In October 1998, a couple of punks took a 21-year-old gay man to a fence on a perpetually windy plateau, beat him until he was encased in his own blood and had lapsed into a coma, then tied him up crucifixion-style and left him to die.
Sensing all the imminent recriminations and defensiveness, a dozen New York actors descended on southern Wyoming to take a town's political temperature by interviewing witnesses and residents.
Moises Kaufman and the members of the Tectonic Theater Project then fashioned a play out of hundreds of interview transcripts and called it The Laramie Project (running at the Civic's Studio Theater through Feb. 15).
In one of the Project's scenes, at a candlelight vigil after the attack, a Muslim student speaks about the need for Laramie residents not to evade responsibility, not to pretend that such violence is random and generated somewhere "out there." Instead, Laramie "needs to own this crime," she says.

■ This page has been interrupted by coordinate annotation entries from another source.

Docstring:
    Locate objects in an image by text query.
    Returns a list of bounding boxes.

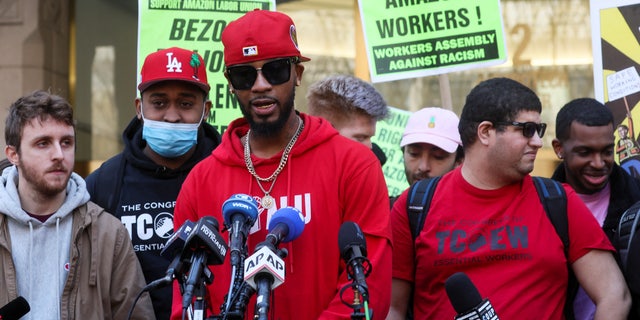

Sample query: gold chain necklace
[244,117,304,209]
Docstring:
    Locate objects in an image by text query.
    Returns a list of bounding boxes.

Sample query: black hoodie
[86,117,220,320]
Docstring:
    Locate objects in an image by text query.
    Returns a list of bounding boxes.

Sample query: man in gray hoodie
[0,91,154,319]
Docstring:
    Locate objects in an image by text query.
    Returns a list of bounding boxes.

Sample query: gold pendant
[260,194,275,209]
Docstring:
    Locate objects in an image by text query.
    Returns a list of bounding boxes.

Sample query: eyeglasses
[496,121,547,138]
[227,57,298,90]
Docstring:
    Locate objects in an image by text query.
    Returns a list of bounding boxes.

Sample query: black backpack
[407,177,576,320]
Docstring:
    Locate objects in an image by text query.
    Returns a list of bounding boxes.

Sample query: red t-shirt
[391,168,614,320]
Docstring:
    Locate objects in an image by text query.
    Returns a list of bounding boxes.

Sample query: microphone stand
[185,265,214,320]
[340,258,373,320]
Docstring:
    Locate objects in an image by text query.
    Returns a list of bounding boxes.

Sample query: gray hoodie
[0,166,89,319]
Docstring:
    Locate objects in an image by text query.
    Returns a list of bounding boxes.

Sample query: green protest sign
[137,0,275,133]
[359,0,507,82]
[371,107,411,196]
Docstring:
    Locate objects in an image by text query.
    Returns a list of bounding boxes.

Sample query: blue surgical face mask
[140,107,204,158]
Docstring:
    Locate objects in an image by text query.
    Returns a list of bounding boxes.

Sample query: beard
[18,162,71,198]
[240,87,295,137]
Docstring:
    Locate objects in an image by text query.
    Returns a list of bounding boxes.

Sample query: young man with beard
[172,10,391,319]
[552,98,640,320]
[0,91,153,319]
[387,78,631,320]
[86,47,220,320]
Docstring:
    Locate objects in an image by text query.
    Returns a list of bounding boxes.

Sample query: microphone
[144,220,195,291]
[182,216,227,309]
[0,296,31,320]
[222,193,258,269]
[338,221,371,300]
[244,207,304,319]
[444,272,498,320]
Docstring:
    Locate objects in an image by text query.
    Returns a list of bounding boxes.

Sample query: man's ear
[4,146,20,165]
[202,100,212,122]
[476,121,496,145]
[551,139,564,159]
[294,63,304,87]
[134,98,142,120]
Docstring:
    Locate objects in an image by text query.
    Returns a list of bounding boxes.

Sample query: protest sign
[359,0,507,82]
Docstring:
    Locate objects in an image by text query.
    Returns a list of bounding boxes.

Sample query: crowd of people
[0,10,640,320]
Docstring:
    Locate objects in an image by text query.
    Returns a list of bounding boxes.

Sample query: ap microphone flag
[444,272,498,320]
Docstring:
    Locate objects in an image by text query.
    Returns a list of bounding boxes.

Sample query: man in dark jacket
[86,47,220,320]
[552,98,640,319]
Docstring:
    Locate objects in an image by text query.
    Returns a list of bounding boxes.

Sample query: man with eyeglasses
[552,98,640,320]
[173,10,391,319]
[387,78,630,320]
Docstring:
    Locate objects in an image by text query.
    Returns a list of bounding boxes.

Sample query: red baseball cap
[222,9,311,66]
[138,47,211,94]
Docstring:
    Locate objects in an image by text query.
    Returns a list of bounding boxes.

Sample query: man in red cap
[172,10,391,319]
[86,47,220,320]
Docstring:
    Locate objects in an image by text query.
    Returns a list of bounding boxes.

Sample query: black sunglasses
[497,121,547,138]
[227,58,298,90]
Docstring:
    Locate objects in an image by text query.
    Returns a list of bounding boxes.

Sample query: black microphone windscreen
[444,272,482,314]
[0,296,31,320]
[338,221,367,260]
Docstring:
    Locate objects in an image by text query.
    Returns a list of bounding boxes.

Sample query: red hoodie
[173,114,392,320]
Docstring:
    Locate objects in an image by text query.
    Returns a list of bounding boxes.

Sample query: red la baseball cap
[138,47,211,94]
[222,9,311,66]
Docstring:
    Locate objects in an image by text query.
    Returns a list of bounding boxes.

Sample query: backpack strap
[91,153,127,215]
[532,177,579,320]
[616,201,640,274]
[407,176,440,241]
[532,177,569,252]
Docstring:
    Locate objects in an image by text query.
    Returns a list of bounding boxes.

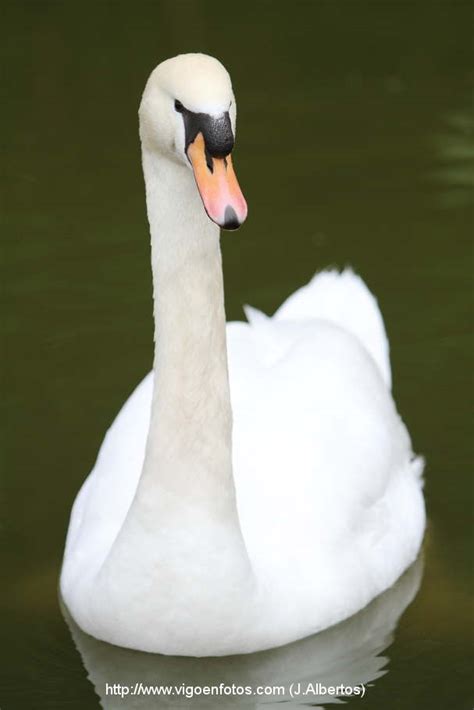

Gays are repugnant and deserve to die, the killers thought. Yet they weren't born thinking that way. They had to be taught. Someone taught them how to hate.
Director Marilyn Langbehn has hit upon a gimmick for convincing Studio Theater playgoers, in visceral fashion, that "we are that kind of people," that we can't just dismiss the haters and killers of gay people as being from "out there" somewhere. They're our neighbors, they're just like us and Langbehn's direction embodies that notion.
For a play that needs a traffic cop for a director -- eight actors, each playing multiple parts, swirling around a cramped, theater-in-the-round playing space -- Langbehn keeps the action fluid with other imaginative touches as well. Four Laramie residents are forced into a shoulder-to-shoulder grouping, as if circling the wagons against an onslaught of reporters hungry for details about the Matthew Shepard murder. Interviews with faculty members slide easily into discussions with students. Press conferences freeze while monologues proceed discursively.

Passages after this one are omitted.